I check around the apartment to confirm, just in case he’s playing hide-and-seek, which I know sounds ridiculous, but I wouldn’t put it past him. He’s a goofy and smart little fella.

But my search proves futile and turns up empty, no Woody in sight. Then I wonder if maybe he’s next door with Joey.

Closing the apartment door behind me, I walk the forty-feet to 2B and knock.

I hear whimpering, a muffled noise and the sound of scampering doggie feet.

A sigh of relief slips out of my mouth when I hear him, but as soon as the door swings open and I catch sight of Joey’s face, my heart stops beating.

Panic races through my veins. I can see the tight scowl and the agitation rolling off her body.

“What the hell, Joey? Is everything okay?”

She grunts and turns back toward her living room, her shoulders tight with rage.

It’s such a weird dichotomy from her normal self.

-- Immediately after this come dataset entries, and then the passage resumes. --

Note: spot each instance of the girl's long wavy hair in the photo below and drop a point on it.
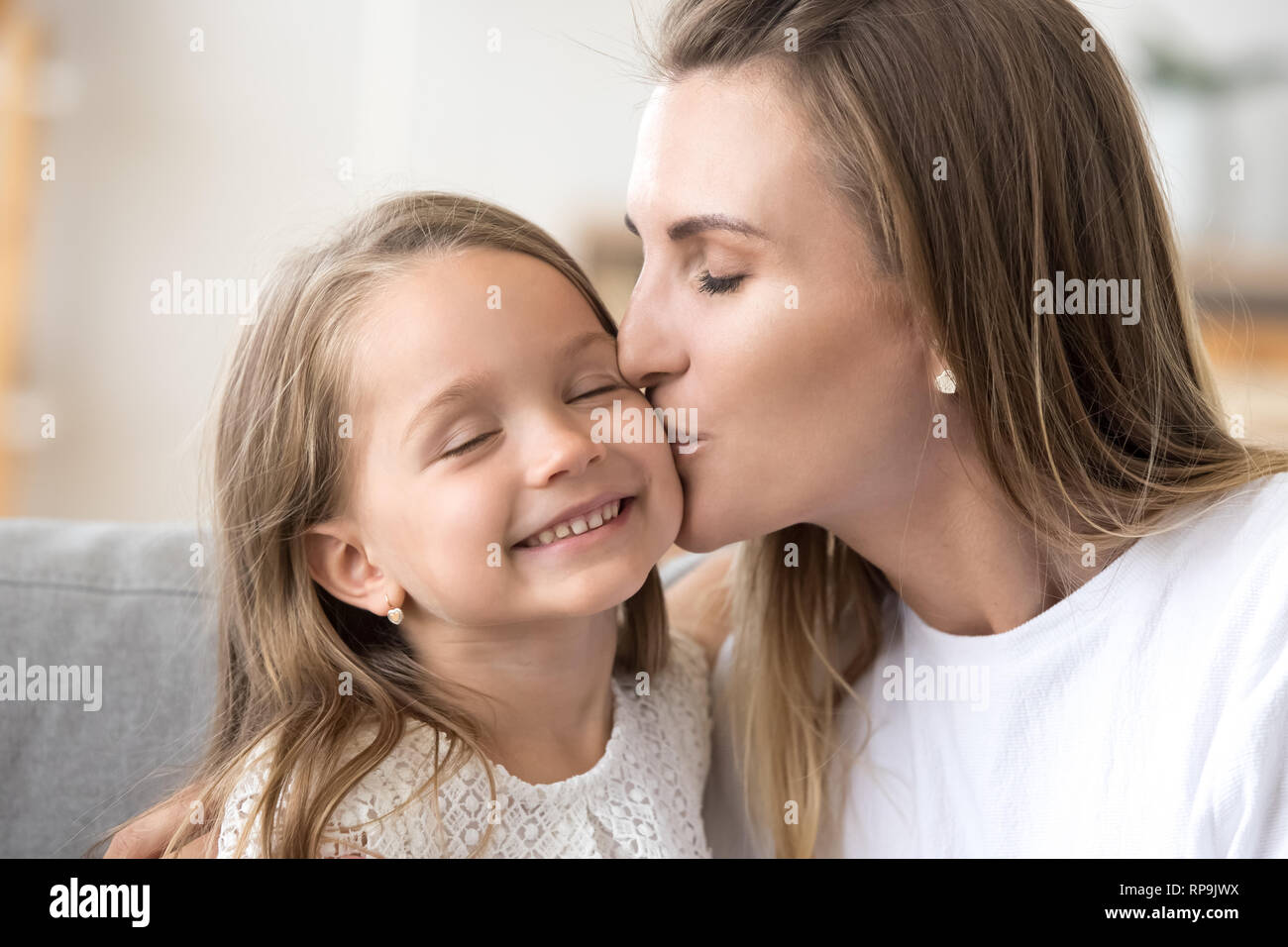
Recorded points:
(279, 468)
(1095, 431)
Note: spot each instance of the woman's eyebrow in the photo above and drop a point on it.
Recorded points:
(700, 223)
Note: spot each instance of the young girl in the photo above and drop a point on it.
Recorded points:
(441, 626)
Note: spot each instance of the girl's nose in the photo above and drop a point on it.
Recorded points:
(563, 446)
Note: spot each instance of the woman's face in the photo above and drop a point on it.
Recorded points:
(759, 308)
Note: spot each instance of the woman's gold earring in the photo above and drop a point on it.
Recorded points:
(394, 613)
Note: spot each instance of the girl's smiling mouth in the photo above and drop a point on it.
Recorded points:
(591, 523)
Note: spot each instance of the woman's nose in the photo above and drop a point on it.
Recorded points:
(648, 350)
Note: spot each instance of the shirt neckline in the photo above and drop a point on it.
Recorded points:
(580, 781)
(1090, 598)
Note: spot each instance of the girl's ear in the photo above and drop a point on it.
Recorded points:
(340, 566)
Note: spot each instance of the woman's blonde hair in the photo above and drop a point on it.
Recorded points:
(279, 468)
(1093, 429)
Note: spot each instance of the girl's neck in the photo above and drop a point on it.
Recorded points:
(541, 689)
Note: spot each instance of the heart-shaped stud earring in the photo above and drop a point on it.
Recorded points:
(394, 613)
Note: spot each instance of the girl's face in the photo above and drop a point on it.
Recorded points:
(482, 373)
(759, 308)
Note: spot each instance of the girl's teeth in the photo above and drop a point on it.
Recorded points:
(576, 527)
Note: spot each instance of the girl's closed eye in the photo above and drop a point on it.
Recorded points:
(469, 445)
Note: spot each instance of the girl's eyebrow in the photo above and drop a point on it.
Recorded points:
(462, 389)
(469, 384)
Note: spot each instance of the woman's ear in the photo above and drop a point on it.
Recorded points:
(339, 564)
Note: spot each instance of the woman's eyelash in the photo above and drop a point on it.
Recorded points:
(469, 445)
(719, 283)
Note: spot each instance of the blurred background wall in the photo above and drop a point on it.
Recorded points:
(145, 138)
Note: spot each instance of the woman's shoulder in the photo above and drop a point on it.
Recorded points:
(1239, 532)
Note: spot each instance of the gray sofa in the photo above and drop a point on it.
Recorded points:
(125, 598)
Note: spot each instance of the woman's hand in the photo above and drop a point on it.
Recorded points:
(147, 835)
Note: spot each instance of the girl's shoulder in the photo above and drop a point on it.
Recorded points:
(393, 810)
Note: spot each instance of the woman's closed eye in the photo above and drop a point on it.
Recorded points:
(719, 283)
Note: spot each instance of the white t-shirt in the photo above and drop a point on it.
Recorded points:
(1144, 715)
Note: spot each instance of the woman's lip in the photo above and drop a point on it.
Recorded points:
(575, 543)
(690, 449)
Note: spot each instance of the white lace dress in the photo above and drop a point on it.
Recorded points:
(643, 799)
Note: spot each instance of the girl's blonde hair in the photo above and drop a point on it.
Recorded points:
(1094, 431)
(279, 468)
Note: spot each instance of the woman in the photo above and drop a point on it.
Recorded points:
(944, 484)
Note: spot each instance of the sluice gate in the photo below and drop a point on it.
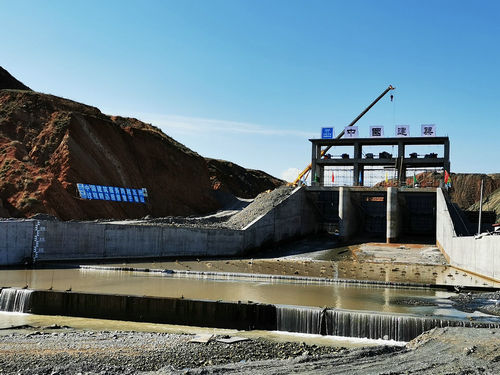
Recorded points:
(379, 214)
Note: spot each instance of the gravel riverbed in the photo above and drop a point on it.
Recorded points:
(68, 351)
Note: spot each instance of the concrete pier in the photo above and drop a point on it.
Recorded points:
(393, 220)
(347, 215)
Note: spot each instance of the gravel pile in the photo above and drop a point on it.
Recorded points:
(72, 352)
(262, 204)
(233, 219)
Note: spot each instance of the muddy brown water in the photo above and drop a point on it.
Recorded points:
(419, 301)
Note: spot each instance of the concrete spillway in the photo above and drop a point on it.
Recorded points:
(218, 314)
(336, 322)
(15, 300)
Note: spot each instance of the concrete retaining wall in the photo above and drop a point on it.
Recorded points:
(480, 256)
(55, 240)
(16, 241)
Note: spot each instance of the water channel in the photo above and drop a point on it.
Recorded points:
(419, 301)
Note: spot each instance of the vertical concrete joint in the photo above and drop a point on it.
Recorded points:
(347, 222)
(393, 225)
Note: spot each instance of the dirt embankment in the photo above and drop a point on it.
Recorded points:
(244, 183)
(49, 144)
(466, 188)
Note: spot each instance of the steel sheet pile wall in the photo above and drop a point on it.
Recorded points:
(216, 314)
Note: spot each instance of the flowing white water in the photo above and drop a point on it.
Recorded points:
(362, 324)
(15, 300)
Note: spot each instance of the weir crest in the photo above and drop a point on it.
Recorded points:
(15, 300)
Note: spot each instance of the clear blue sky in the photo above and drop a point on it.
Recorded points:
(251, 81)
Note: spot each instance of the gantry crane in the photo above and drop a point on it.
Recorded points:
(323, 152)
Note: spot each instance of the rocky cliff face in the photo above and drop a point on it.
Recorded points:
(49, 144)
(244, 183)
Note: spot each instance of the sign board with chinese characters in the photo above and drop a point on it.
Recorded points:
(402, 130)
(428, 130)
(376, 131)
(112, 193)
(327, 133)
(351, 132)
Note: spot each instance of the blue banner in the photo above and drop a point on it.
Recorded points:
(112, 193)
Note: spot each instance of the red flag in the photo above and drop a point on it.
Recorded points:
(446, 176)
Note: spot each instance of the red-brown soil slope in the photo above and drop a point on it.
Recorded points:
(48, 144)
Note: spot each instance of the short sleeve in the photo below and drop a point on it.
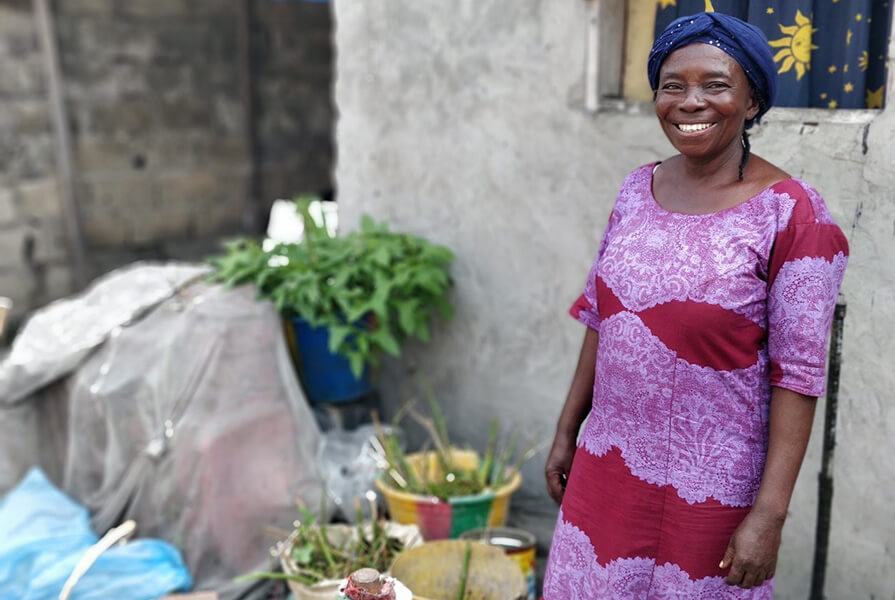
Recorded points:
(584, 309)
(805, 271)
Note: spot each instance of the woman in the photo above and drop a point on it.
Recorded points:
(711, 298)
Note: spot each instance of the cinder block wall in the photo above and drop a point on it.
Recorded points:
(161, 158)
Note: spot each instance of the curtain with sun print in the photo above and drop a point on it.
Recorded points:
(829, 53)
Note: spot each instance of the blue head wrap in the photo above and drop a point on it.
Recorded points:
(744, 42)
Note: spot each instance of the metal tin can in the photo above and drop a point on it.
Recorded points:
(518, 544)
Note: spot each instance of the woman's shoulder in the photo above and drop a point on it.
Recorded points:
(801, 201)
(637, 182)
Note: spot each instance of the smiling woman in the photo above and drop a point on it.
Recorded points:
(707, 310)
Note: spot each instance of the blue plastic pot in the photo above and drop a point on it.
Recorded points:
(326, 377)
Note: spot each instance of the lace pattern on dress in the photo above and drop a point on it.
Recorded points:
(663, 256)
(573, 573)
(799, 316)
(702, 431)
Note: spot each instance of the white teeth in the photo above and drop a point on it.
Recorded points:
(694, 127)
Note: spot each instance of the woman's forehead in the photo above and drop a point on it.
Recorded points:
(700, 58)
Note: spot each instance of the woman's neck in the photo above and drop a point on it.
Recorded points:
(721, 168)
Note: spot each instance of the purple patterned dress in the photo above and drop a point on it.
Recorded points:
(698, 316)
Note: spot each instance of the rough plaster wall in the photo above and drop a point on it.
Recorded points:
(454, 123)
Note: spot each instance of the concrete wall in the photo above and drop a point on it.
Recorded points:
(455, 123)
(157, 123)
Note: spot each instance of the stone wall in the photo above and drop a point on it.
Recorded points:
(455, 123)
(33, 265)
(161, 157)
(293, 50)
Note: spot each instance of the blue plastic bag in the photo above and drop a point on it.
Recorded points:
(43, 534)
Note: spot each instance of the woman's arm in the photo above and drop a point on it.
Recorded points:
(752, 551)
(574, 411)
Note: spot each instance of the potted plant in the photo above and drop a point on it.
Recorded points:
(316, 557)
(350, 297)
(448, 490)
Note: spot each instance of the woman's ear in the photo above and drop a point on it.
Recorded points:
(754, 106)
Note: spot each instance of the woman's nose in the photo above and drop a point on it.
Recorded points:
(693, 99)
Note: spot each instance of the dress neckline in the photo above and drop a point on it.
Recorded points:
(655, 203)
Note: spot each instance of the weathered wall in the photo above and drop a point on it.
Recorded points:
(33, 267)
(293, 52)
(454, 123)
(161, 159)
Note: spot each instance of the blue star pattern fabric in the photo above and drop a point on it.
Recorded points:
(828, 54)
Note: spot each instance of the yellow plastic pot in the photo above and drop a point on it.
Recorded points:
(432, 572)
(438, 519)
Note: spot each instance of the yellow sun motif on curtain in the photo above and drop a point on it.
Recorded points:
(874, 98)
(797, 46)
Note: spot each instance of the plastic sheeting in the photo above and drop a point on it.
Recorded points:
(56, 339)
(187, 419)
(43, 534)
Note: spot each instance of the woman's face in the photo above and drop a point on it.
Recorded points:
(703, 100)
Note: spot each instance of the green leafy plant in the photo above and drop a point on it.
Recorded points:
(317, 556)
(497, 466)
(371, 288)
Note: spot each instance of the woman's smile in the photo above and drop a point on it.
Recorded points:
(694, 128)
(702, 101)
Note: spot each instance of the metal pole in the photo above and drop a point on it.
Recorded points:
(252, 219)
(825, 477)
(65, 172)
(592, 75)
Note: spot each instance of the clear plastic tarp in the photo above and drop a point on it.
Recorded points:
(170, 401)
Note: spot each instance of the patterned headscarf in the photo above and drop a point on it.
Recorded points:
(744, 42)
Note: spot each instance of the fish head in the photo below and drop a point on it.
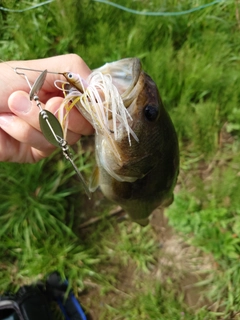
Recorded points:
(142, 174)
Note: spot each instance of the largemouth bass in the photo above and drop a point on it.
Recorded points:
(137, 151)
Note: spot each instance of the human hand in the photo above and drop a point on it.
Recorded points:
(21, 139)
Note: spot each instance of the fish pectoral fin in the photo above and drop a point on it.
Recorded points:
(94, 180)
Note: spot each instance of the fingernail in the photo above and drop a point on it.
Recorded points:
(22, 104)
(5, 120)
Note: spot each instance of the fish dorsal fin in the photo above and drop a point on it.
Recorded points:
(94, 180)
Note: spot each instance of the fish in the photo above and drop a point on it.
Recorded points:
(136, 145)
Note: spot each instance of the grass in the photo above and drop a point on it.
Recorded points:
(194, 59)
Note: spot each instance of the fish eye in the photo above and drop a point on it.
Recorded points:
(151, 112)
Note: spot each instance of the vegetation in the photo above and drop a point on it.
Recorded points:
(119, 270)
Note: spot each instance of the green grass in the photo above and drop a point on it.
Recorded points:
(194, 59)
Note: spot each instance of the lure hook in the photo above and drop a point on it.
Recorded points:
(49, 124)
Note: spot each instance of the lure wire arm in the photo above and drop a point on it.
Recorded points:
(47, 117)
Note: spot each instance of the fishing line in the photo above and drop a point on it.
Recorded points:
(159, 13)
(28, 8)
(113, 4)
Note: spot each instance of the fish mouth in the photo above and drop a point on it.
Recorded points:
(125, 74)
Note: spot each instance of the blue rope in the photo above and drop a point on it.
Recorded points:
(144, 13)
(28, 8)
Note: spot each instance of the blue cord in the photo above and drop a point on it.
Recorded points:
(144, 13)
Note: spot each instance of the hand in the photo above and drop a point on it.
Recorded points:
(21, 139)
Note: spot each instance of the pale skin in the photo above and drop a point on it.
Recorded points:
(21, 139)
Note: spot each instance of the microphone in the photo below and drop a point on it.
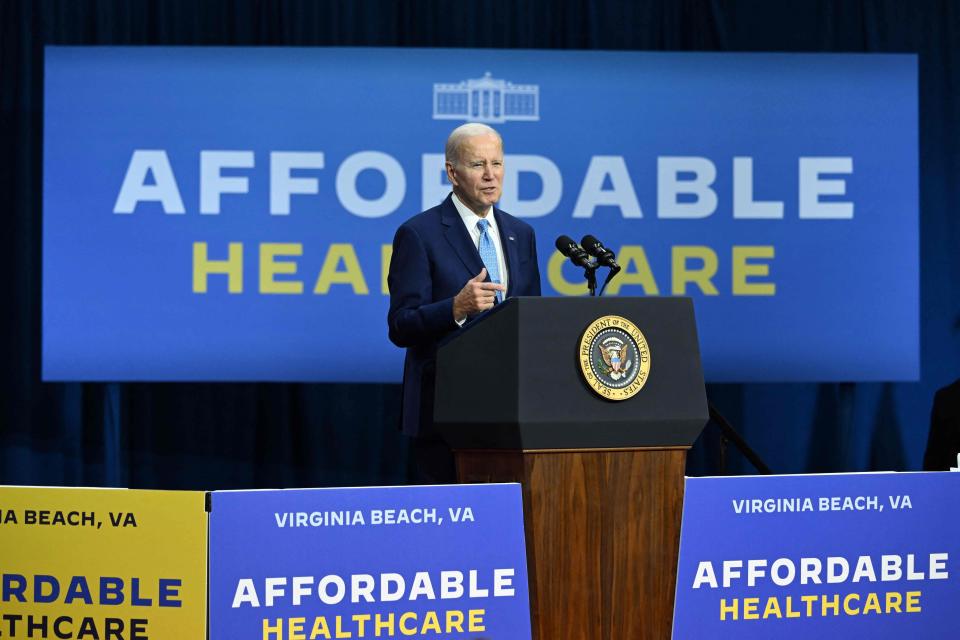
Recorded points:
(572, 250)
(595, 248)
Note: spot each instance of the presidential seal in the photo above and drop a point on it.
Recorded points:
(614, 358)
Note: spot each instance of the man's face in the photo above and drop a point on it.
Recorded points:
(477, 177)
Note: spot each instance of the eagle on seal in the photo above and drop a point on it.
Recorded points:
(615, 358)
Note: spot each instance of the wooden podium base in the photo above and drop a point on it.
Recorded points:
(603, 536)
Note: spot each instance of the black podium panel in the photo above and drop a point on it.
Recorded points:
(512, 379)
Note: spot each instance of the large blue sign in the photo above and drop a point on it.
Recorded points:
(825, 556)
(386, 562)
(227, 214)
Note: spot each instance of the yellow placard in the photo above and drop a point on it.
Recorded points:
(104, 564)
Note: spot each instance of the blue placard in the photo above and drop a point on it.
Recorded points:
(227, 213)
(386, 562)
(826, 556)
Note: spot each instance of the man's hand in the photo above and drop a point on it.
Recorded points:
(476, 296)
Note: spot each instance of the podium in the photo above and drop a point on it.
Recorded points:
(602, 479)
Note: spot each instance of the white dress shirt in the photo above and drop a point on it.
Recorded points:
(470, 220)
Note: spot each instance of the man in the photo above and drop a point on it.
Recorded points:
(450, 264)
(943, 441)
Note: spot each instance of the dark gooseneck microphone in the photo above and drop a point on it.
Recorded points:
(569, 248)
(603, 255)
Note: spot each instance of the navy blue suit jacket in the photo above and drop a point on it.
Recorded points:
(433, 258)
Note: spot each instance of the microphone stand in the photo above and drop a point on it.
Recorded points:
(590, 271)
(729, 434)
(610, 275)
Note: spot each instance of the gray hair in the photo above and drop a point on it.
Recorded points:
(461, 133)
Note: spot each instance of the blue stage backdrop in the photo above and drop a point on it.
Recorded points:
(227, 214)
(822, 556)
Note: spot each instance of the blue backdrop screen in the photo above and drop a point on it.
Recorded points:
(227, 214)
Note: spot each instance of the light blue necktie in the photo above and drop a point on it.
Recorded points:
(488, 253)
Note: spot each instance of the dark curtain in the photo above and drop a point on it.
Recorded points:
(271, 435)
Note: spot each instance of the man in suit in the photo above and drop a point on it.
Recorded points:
(450, 264)
(943, 441)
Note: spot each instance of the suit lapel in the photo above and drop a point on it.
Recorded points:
(456, 234)
(508, 240)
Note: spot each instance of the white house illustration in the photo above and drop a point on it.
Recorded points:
(486, 99)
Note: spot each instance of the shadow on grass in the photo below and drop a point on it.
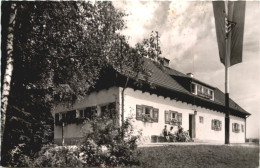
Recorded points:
(199, 156)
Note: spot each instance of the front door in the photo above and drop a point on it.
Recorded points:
(191, 125)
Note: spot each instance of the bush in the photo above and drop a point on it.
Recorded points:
(107, 145)
(111, 145)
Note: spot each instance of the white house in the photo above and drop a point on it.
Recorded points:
(170, 98)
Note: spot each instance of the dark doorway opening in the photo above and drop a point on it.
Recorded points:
(191, 126)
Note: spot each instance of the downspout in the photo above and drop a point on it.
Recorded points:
(127, 79)
(245, 127)
(62, 134)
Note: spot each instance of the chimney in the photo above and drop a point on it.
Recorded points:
(164, 61)
(190, 74)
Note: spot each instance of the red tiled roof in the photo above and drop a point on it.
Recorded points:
(165, 78)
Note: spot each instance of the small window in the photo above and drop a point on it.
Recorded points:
(89, 112)
(201, 119)
(235, 127)
(193, 88)
(81, 113)
(200, 89)
(63, 116)
(57, 119)
(147, 113)
(173, 117)
(216, 125)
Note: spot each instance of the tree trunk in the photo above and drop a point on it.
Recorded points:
(9, 67)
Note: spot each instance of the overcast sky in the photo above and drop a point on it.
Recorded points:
(188, 39)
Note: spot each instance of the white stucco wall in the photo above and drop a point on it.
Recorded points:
(95, 98)
(132, 98)
(240, 136)
(203, 130)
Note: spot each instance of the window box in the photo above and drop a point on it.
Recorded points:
(147, 113)
(201, 119)
(202, 91)
(173, 117)
(216, 125)
(235, 127)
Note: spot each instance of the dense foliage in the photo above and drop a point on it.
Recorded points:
(103, 147)
(59, 49)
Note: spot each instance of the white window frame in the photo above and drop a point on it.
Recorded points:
(201, 119)
(196, 86)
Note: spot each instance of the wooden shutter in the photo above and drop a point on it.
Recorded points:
(57, 118)
(77, 114)
(167, 118)
(179, 117)
(156, 114)
(139, 111)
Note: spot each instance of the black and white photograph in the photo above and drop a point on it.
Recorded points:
(130, 84)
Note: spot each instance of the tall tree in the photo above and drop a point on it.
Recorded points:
(59, 49)
(9, 66)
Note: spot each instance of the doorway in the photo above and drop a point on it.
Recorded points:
(191, 126)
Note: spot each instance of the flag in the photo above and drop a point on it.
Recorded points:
(232, 27)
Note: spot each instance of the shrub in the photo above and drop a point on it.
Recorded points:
(110, 145)
(107, 145)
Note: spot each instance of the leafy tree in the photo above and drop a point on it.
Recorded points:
(57, 51)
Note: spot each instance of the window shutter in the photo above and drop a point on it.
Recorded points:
(155, 114)
(139, 111)
(179, 117)
(77, 114)
(56, 118)
(60, 116)
(167, 118)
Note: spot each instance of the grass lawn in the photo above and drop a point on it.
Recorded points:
(199, 156)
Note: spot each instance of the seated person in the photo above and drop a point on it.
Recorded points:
(172, 134)
(166, 133)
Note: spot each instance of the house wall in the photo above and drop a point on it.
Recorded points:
(72, 132)
(203, 131)
(240, 136)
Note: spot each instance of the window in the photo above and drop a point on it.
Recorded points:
(89, 112)
(216, 125)
(199, 89)
(201, 119)
(63, 116)
(147, 113)
(71, 116)
(242, 128)
(202, 91)
(57, 120)
(235, 127)
(109, 110)
(173, 117)
(193, 88)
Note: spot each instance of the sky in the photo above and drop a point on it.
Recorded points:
(188, 39)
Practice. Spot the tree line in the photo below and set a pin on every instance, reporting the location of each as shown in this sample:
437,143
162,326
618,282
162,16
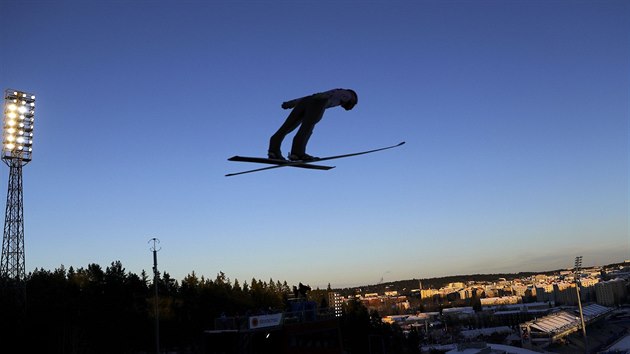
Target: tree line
96,310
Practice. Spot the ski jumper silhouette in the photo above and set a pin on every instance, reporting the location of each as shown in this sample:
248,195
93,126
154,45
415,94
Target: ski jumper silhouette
307,111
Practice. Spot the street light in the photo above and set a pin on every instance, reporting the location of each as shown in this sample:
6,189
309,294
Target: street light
578,266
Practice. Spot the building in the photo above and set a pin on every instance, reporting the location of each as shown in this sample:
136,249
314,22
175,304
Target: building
555,327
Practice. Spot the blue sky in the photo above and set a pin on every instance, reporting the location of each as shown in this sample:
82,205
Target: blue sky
515,115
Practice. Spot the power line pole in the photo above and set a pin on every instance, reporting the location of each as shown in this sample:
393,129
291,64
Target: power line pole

She’s usually so happy and bright-eyed, so this takes me back a bit. I take this as my cue to let myself in and bend down to pick up Woody who is circling at my feet. He gives me a wet lick across my cheek and chuckle.

See? I know how to make friends with dogs. Of course, he still has me by the shorthairs versus the other way around.

“Good to see you, too, Woods.”

When I sit down on the sofa next to Joey, I let the squirmy dog out of my arms and he immediately snuggles onto her lap.

My thoughts are all over the place, uncertainty washing over me as to what has doused the normal joy in her expression.

“Joey,” I hesitantly begin, placing a hand on her leg. “What’s wrong? You don’t look so good.”

I get a glare for that comment but I don’t look away.